Selon une étude publiée par l'Observatoire des prix et des marges, les prix des courgettes, tomates et haricots verts ont bondi de 30% en un an. Cette hausse s'inscrit dans une tendance durable qui rend l'accès aux fruits et légumes de plus en plus difficile pour les ménages aux revenus modestes, alertent les associations de consommateurs.
Une augmentation généralisée des produits frais
L'étude, réalisée entre juin 2025 et juin 2026, montre que le panier moyen de légumes frais a augmenté de 28% sur la période. Les courgettes ont vu leur prix grimper de 32%, les tomates de 29% et les haricots verts de 31%. Cette flambée des prix est attribuée à plusieurs facteurs : les aléas climatiques ayant affecté les récoltes en Espagne et en France, la hausse des coûts de l'énergie et du transport, ainsi que l'augmentation des coûts de main-d'œuvre dans le secteur agricole.

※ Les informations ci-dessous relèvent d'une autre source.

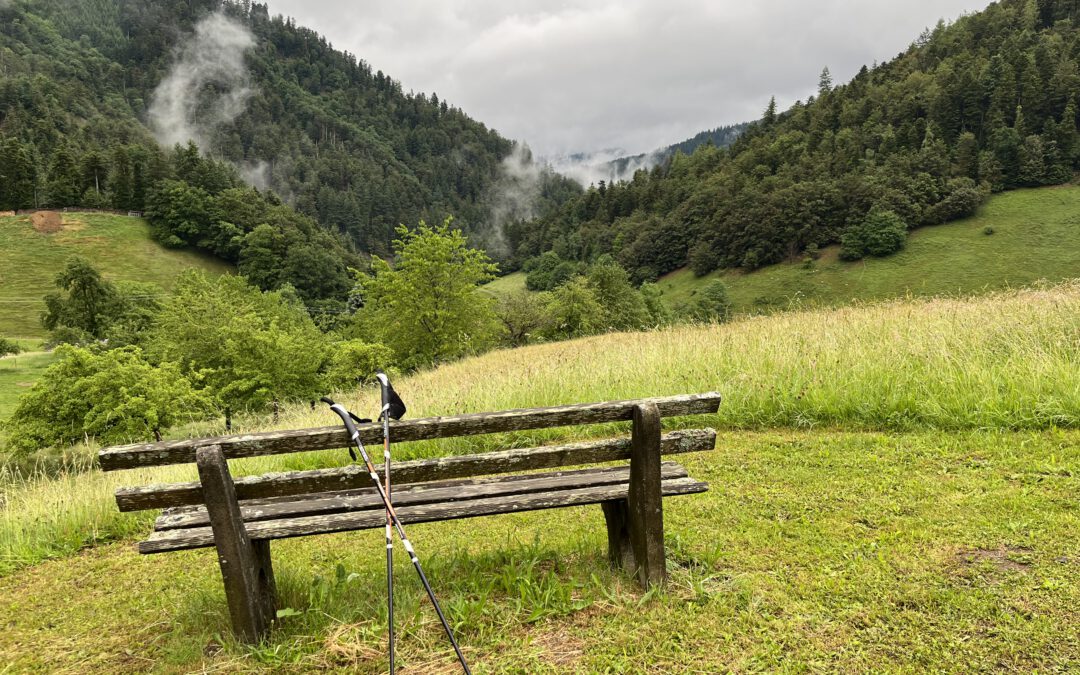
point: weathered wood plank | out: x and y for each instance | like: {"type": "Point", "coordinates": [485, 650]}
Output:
{"type": "Point", "coordinates": [245, 569]}
{"type": "Point", "coordinates": [201, 537]}
{"type": "Point", "coordinates": [617, 518]}
{"type": "Point", "coordinates": [422, 494]}
{"type": "Point", "coordinates": [645, 499]}
{"type": "Point", "coordinates": [326, 437]}
{"type": "Point", "coordinates": [418, 471]}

Interrogé par nos confrères, le président de la Fédération des producteurs de légumes, Jean-Pierre Durand, explique : « Les producteurs subissent de plein fouet l'inflation des intrants, et les marges des distributeurs restent élevées. Le consommateur paie le prix fort, et ce n'est pas près de s'arrêter. »
Un accès aux fruits et légumes de plus en plus inégalitaire
Cette tendance à la hausse des prix des fruits et légumes n'est pas nouvelle. Depuis 2020, les prix ont augmenté de près de 15% en moyenne chaque année, bien au-delà de l'inflation générale. Les associations de consommateurs, comme l'UFC-Que Choisir, dénoncent une « fracture alimentaire » qui se creuse. « Les fruits et légumes deviennent un luxe pour les plus pauvres, alors qu'ils sont essentiels à une alimentation équilibrée », déclare Marie Dupont, porte-parole de l'association.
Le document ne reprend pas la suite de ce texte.